Nous avions indiqué dans un article paru dans le JMM du 7 octobre (mais rédigé avant la prise de position de la Commission européenne en date du 29 septembre) que les modifications du texte de l’article 262 II du CGI, visant à limiter les exonérations de TVA aux seuls navires affectés à la navigation en haute mer, devraient être considérées comme une adaptation sémantique du dispositif d’exonération en vue de mettre le droit fiscal français en cohérence avec le dispositif de la directive européenne. L’ajout de la précision « en haute mer » ne devrait pas créer de conséquences pratiques dans la majeure partie des situations. Cette analyse s’appuyait en particulier sur la réponse écrite apportée par l’administration fiscale le 22 février, interrogée sur la nature des critères requis pour bénéficier de l’exonération de TVA prévue à l’article 262 II du CGI aux navires de commerce. L’administration avait alors indiqué que l’exonération de TVA applicable aux opérations de livraison, de réparation, de transformation, d’entretien et d’affrètement et de location portant sur les navires de commerce affectés à la navigation en haute mer était soumise à trois critères, à savoir l’inscription du navire comme navire de commerce en France ou à l’étranger, la présence à bord d’un équipage permanent, et l’affectation des navires aux besoins d’une activité commerciale.
En ne reprenant pas parmi les conditions d’éligibilité à l’exonération de TVA, comme le demandait la Commission Européenne, la condition de navigation en haute mer, l’administration fiscale neutralisait dans les faits les conditions d’affection à la navigation en haute mer qui avait été ajoutée au dispositif de l’article 262 II 2o du CGI à la demande expresse de la Commission européenne.

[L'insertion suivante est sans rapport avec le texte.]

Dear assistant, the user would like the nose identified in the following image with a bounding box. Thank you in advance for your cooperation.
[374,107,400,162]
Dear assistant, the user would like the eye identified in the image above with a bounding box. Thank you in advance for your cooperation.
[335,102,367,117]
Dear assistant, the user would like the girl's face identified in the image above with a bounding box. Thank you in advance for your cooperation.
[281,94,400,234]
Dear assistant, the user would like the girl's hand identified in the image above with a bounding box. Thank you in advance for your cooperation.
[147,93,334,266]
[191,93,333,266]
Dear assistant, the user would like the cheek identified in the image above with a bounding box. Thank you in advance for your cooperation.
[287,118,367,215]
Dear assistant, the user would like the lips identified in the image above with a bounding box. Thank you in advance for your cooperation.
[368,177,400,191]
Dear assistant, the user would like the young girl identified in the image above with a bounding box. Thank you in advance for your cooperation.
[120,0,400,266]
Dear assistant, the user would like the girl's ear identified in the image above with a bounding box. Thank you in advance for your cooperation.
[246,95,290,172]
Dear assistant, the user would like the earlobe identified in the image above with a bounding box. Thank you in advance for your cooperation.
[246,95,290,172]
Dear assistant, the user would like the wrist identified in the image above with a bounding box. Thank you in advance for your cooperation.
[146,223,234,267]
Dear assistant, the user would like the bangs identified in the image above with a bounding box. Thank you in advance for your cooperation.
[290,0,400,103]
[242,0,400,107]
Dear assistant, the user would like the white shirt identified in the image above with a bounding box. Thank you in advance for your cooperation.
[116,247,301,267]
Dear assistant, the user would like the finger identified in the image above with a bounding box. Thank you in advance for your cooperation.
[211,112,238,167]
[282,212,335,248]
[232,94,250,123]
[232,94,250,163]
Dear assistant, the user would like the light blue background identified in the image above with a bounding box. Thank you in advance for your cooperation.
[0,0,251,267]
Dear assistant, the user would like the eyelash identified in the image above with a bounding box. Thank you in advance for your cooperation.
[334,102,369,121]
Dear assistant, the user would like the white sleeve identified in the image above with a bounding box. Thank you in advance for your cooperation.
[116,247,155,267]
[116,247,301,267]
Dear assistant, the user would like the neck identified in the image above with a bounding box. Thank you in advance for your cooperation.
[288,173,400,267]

Cette modification intervenue au 1er janvier était ainsi privée de tout effet.
L’administration fiscale française entendait ainsi maintenir sous couvert d’un changement sémantique de la loi une exonération large de TVA aux navires assurant un trafic rémunéré de voyageurs ou utilisés pour une activité commerciale sans exiger qu’ils soient affectés à la navigation en haute mer.
Piquée au vif par cet affront, la Commission européenne a donc décidé de saisir la Cour de Justice en vue de faire condamner la France et l’amener à modifier définitivement son dispositif d’exonération dans un sens plus restrictif conforme à la direction européenne en vigueur.